Apple is said to be acquiring Beats for $3.2 billion. The deal was rumoured to be closing this week, but it was pushed back to next week (or later). What’s interesting, however, is that David Hyman, the founder of MOG, an online music subscription service, is suing Beats and seeking compensatory damages “in excess of $20 million” plus interest, reports The Wrap.
MOG was acquired by the Dr. Dre- and Jimmy Iovine-founded Beats Electronics for $14 million in May 2012. The music service Hyman dreamed of is now called Beats Music.
The problem is that Hyman says he was fired before could receive the benefits of his incentive plan after the MOG-Beats deal closed in 2012.
According to the lawsuit, Hyman entered into a purchase agreement for MOG in June 2012. Hyman was brought aboard as CEO, and nearly the entire MOG team was brought aboard the company.
The suit claims that, under an incentive plan adopted during Hyman’s tenure, he would be entitled to compensation including 2.5 percent of the company’s “currently outstanding equity interests,” with 1 percent due on the first anniversary of Hyman’s date of employment, and subsequent installments due in subsequent months.

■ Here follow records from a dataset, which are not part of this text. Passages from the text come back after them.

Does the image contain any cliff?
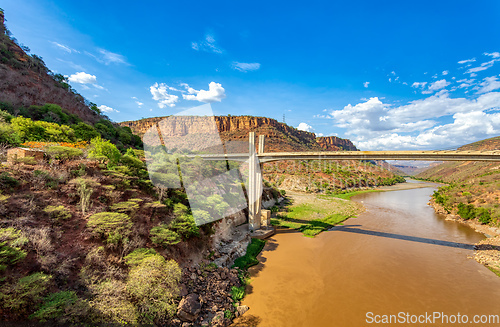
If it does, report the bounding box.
[120,115,358,153]
[0,10,100,123]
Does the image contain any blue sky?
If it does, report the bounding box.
[2,0,500,150]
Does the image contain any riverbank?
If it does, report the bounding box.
[429,198,500,277]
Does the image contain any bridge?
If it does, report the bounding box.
[196,132,500,232]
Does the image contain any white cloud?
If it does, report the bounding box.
[98,105,119,113]
[476,76,500,94]
[484,52,500,58]
[232,62,261,72]
[182,82,226,103]
[297,123,314,132]
[328,92,500,150]
[68,72,97,84]
[456,78,476,89]
[315,133,324,137]
[150,83,179,108]
[442,70,449,75]
[466,59,499,74]
[191,34,223,54]
[422,79,450,94]
[98,49,129,65]
[363,81,370,88]
[51,42,79,54]
[412,82,427,89]
[458,58,476,64]
[135,101,144,107]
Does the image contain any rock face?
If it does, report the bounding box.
[177,293,202,322]
[316,136,358,151]
[0,11,100,124]
[120,115,357,152]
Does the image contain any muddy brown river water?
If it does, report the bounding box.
[237,182,500,326]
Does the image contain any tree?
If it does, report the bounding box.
[88,137,121,167]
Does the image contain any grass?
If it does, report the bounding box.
[320,189,379,200]
[487,266,500,278]
[271,193,364,237]
[232,238,266,270]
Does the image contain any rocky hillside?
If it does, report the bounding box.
[0,10,99,124]
[416,135,500,227]
[120,115,358,152]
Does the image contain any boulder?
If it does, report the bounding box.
[236,305,249,317]
[177,293,202,322]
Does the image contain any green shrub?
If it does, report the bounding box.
[87,212,133,243]
[150,225,181,246]
[126,255,181,324]
[69,178,99,215]
[90,279,138,324]
[0,227,28,271]
[124,248,158,266]
[88,137,121,167]
[110,201,140,215]
[0,122,21,145]
[72,122,100,141]
[43,205,71,221]
[0,272,52,313]
[46,146,83,161]
[15,156,37,165]
[30,291,78,322]
[457,203,476,220]
[231,285,245,302]
[477,207,492,224]
[0,172,19,191]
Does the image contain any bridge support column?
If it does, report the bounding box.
[248,132,261,231]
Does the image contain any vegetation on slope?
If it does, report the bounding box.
[416,136,500,227]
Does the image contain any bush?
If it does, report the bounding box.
[0,272,52,313]
[90,279,138,324]
[110,201,140,215]
[150,225,181,246]
[30,291,78,322]
[0,172,19,191]
[0,227,28,271]
[457,203,476,220]
[477,207,492,224]
[46,146,83,161]
[87,212,133,244]
[43,205,71,221]
[69,178,99,215]
[72,122,99,141]
[88,137,121,167]
[0,122,21,145]
[126,255,181,324]
[124,248,158,266]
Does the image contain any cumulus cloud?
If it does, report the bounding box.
[68,72,97,84]
[191,34,223,54]
[328,91,500,150]
[475,76,500,94]
[422,79,450,94]
[442,70,449,75]
[363,81,370,88]
[98,105,119,113]
[232,62,261,72]
[412,82,427,89]
[150,83,179,108]
[182,82,226,103]
[297,123,314,132]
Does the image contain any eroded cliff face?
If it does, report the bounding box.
[120,115,358,152]
[316,136,357,151]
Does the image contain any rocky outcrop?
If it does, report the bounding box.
[177,293,202,322]
[316,136,358,151]
[120,115,357,153]
[175,265,242,326]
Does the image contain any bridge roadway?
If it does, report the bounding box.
[191,150,500,162]
[188,133,500,232]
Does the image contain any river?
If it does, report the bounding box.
[235,182,500,326]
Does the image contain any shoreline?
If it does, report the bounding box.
[428,198,500,277]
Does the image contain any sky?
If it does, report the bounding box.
[1,0,500,151]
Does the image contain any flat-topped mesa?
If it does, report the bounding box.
[120,115,357,152]
[316,136,358,151]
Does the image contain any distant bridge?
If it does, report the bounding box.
[195,133,500,231]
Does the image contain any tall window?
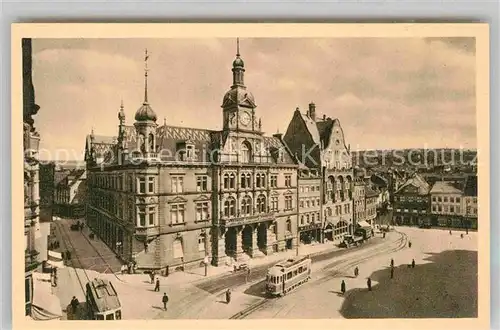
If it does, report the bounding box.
[270,175,278,188]
[257,194,267,213]
[173,238,184,259]
[138,207,146,227]
[170,204,185,224]
[271,196,278,211]
[241,141,252,163]
[148,177,155,193]
[300,215,304,225]
[223,174,229,189]
[196,202,209,221]
[224,197,236,217]
[286,218,292,232]
[229,173,236,189]
[241,196,252,215]
[240,173,251,189]
[138,177,146,194]
[284,195,293,210]
[196,176,208,192]
[148,206,155,226]
[198,234,206,252]
[285,175,292,187]
[171,176,184,193]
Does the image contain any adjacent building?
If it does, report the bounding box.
[53,168,87,218]
[85,44,299,271]
[39,162,55,222]
[284,103,354,244]
[353,178,366,225]
[462,175,478,229]
[365,186,378,225]
[392,173,431,226]
[430,180,464,227]
[297,165,322,244]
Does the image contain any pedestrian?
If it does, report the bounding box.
[225,288,232,304]
[411,259,415,269]
[246,268,251,283]
[61,251,66,260]
[460,233,464,239]
[340,280,346,295]
[354,266,359,278]
[127,263,132,274]
[154,278,160,292]
[390,258,394,268]
[150,271,155,284]
[449,230,452,235]
[162,292,169,311]
[367,278,372,291]
[390,267,394,279]
[121,264,126,275]
[70,296,79,314]
[408,241,412,248]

The suit also claims that he was promised a grant of 25 percent of the company’s outstanding equity interests following adoption of the incentive plan if the company achieved a fair market value of $500 million or more.
Now, it is worth noting here that the news of an Apple-Beats deal broke about 7 days ago. By comparison, the lawsuit was first reported today, although we don’t have information about the date of the filing. If he were to be a part of Beats, we can assume that he would receive a huge amount of money as part of the deal.